Mrs. Regueiro's Plate: Basil Pesto

Friday, July 2, 2010

Basil Pesto

One of my latest and most relaxing hobbies is gardening and we've planted a medium-sized herb garden in our backyard. We planted: Basil, Oregano, Sage, Chives, Italian Parsley, Rosemary, and San Marzano Tomatoes & 2 bell pepper plants. We also have three citruses trees of Valencia Oranges, Meyer lemons and dwarf limes. Eric recently added drip irrigation system to our wonderful little garden to ensure the vitality and growth of my precious garden. I check out my garden everyday and watch the bountiful fresh herbs growing away. I recently learned from Sidewalk Shoes to harvest your basil to ensure a plentiful and bountiful batch. It will give you at least 3 good batches if you harvest it correctly.

Right now, Basil is thriving in my herb garden and I've finally harvested some basil and made a batch of pesto. I love the distinctive aroma - it's very earthy and sometimes smells like a cross of mint and anise - it's definitely unique. The wonderful thing about herbs is the more you pick them, the more they grow! I've kinda neglected the "usage" of fresh herbs and need to shift our summer menus using fresh garden ingredients. So use your basil often and they’ll keep producing. If you leave them alone, they'll start producing those beautiful white flowers- which is the opposite of what you want to happen - so clip those monsters off! Make your batch of homemade pesto today. ;-)
Basil Pesto
Adapted from Barefoot Contessa Back to the Basics
1/4 cup walnuts

1/4 cup pine nuts
9 garlic cloves
5 cups of basil leaves, packed
1 1/4 cups of olive oil
3/4 cup freshly grated Parmesan cheese
1/4 cup freshly grated Gouda cheese
1 teaspoon kosher salt
1 teaspoon freshly ground black pepper

Preheat the oven for 350 degrees. Add the walnuts and pine nuts to a jelly sheet pan and toast for 10 minutes. Set aside and cool.

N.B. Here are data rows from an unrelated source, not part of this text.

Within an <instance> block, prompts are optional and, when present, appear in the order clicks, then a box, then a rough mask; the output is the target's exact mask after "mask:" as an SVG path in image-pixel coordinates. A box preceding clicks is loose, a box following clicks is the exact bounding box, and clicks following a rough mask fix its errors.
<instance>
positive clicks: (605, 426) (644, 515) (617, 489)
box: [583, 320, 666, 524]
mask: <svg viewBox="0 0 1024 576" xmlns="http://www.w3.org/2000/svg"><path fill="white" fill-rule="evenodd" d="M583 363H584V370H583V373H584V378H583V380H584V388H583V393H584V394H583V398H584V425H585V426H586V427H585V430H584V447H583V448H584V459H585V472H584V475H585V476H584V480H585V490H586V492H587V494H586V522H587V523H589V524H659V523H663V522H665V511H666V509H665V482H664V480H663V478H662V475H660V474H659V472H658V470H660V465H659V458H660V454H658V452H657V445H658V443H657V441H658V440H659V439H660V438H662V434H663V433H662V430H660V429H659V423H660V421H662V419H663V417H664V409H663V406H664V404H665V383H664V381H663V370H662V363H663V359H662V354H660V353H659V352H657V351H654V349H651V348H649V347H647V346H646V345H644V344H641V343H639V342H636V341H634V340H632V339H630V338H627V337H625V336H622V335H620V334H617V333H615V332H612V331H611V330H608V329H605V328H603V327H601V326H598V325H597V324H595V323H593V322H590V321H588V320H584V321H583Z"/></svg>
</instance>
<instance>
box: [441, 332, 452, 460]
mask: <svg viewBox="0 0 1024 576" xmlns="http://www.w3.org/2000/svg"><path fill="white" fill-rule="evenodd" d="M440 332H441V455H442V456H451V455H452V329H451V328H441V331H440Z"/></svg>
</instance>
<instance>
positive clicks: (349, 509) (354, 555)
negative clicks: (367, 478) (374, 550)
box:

In a food processor, mix the walnuts, pine nuts and garlic to a paste. Add the basil leaves, salt and pepper and mix well.

Slowly add the olive oil with the food processor on. Blend until pesto is almost at a puree. Add the Parmesan cheese and mix for another minute. Make sure the pesto is mixed well and scrape down the sides if needed.

Transfer the pesto into a container and store in fridge or freezer. If storing in freezer, add a small drizzle of olive oil with a plastic wrap placed directly on top of the pesto. Let no air touch the pesto or it will turn brown. Pesto freezes well, so stock up for winter!

Yield: 4 cups
Review: Doesn't my basil plant look like the leaning tower of Pisa or something? Pesto is simple to make and a perfect compliment to any meal - try it with your sandwiches, over your favorite pasta, or drizzle it over some caprese. Basil is pretty versatile and definitely one of my favorite ingredients of summer.